Weathering The Storm

What really is a hurricane? The common man might call it a huge storm. Science majors might call it a low-pressure circulation of tropical rains due to the Coriolis effect. On the other side of the world they’d call it a typhoon, or whatever “hurricane” is in Vietnamese. To people living in a hurricane’s path, however, it’s a potential assassin, home-wrecker, and plunderer.

I’m a born and raised Floridian. I went through Andrew in 1992 and later moved to the other coast, where Charley ripped us a new one last year. I’ve been through dozens of others, but these were the big ones.

But what really causes such a destructive phenomenon? Meteorology 101, here we go: A tropical wave is a baby hurricane, which comes off the African coast usually sometime between June and November. As a bratty toddler it becomes a tropical depression, with winds of 38 mph or less. When it reaches its surly adolescence it is a tropical storm – 39 to 73 mph – which can cause a lot of damage but generally isn’t tried as an adult. The Al Capone of tropical storms is a hurricane, with sustained winds of 74 mph and up. A little more than twice that makes a Category 5 storm, strong enough to destroy absolutely everything in its path. Stick your head out of a car going 75 mph and that’s the lowest degree of hurricane. Like, whoa.

Where do they get the names – sometimes cosmopolitan, sometimes a little weird – for these hurricanes? In the Atlantic, storms are named by the World Meteorological Organization. They alternate boys’ and girls’ names (without the letters Q,U,X,Y, and Z) in a six-year rotation. The first name alternates between boys’ and girls’ names every other year (Alex, Bonnie 2004, Arlene, Bret 2005). Names like Ophelia and Odette pop up because three “O” names are pretty difficult to find, and names like Ernesto and Philippe are there to satisfy the Hispanic and Haitian populations in the Atlantic. I think we should follow the Australians and name them after politicians – a lot of wind, they go in circles, and who knows what they’ll mess up next?

Does it really matter what it is like for all the people living in the aftermath of Katrina right now, since Hamilton is a cozy little place far away from disasters such as this? Imagine a situation where you walk out of your room and there’s water up to your ankles. You walk outside and there’s an oak tree four feet in diameter crushing someone’s roof or lying across the road, blocking all road access. You can’t cook for yourself because there’s no electricity, and you can’t go out for a bite because every restaurant is either closed or lacking electricity. You can’t drive because there are no traffic lights working, and all your favorite radio stations are dead air because there are no towers. Ditches are overflowing, forming a current in your street that’s filled with snakes and sewage, and it’s dangerous to wade through to look for your lost pet because of all the downed telephone poles in close proximity.

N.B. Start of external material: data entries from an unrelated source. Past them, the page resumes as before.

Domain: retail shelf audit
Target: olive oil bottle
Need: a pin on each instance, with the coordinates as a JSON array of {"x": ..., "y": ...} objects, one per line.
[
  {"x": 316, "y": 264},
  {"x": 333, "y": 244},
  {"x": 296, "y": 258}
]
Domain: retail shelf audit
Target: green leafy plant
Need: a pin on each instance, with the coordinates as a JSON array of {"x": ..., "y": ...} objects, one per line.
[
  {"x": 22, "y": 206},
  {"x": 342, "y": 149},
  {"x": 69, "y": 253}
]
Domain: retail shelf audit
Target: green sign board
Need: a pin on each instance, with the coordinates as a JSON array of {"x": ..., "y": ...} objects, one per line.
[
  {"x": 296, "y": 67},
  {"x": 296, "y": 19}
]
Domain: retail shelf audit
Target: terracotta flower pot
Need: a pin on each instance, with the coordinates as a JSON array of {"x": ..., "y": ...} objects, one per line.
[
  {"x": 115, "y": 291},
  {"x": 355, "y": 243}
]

We see a thing like this on TV and curse at its magnitude, but those curses are far more common when you’re sitting in your dark house, stepping on broken glass and coming face-to-face with birds – yes, like pigeons – taking refuge because their nests have also been destroyed. If you’re lucky, there’s unclean water in the pipes for a cold shower.

This doesn’t even take into account all the destroyed state parks, the destroyed thousand-year-old canopies of outlying islands, the fallen historic lighthouses, or an island now split into two different land masses at the point the eye hit.

Now that you’re acquainted with the mobsters of the oceans, I hope this will inspire you to try to fix the damage hurricanes do. Even if you’re not directly affected by disasters like this, imagine yourself in those situations and what millions of people are going through right now, and find out what you can do to help.

The COVE will be offering several opportunities for us all to do a small part, and I hope this little tableau will encourage you. I know I couldn’t have lived without help from faraway places.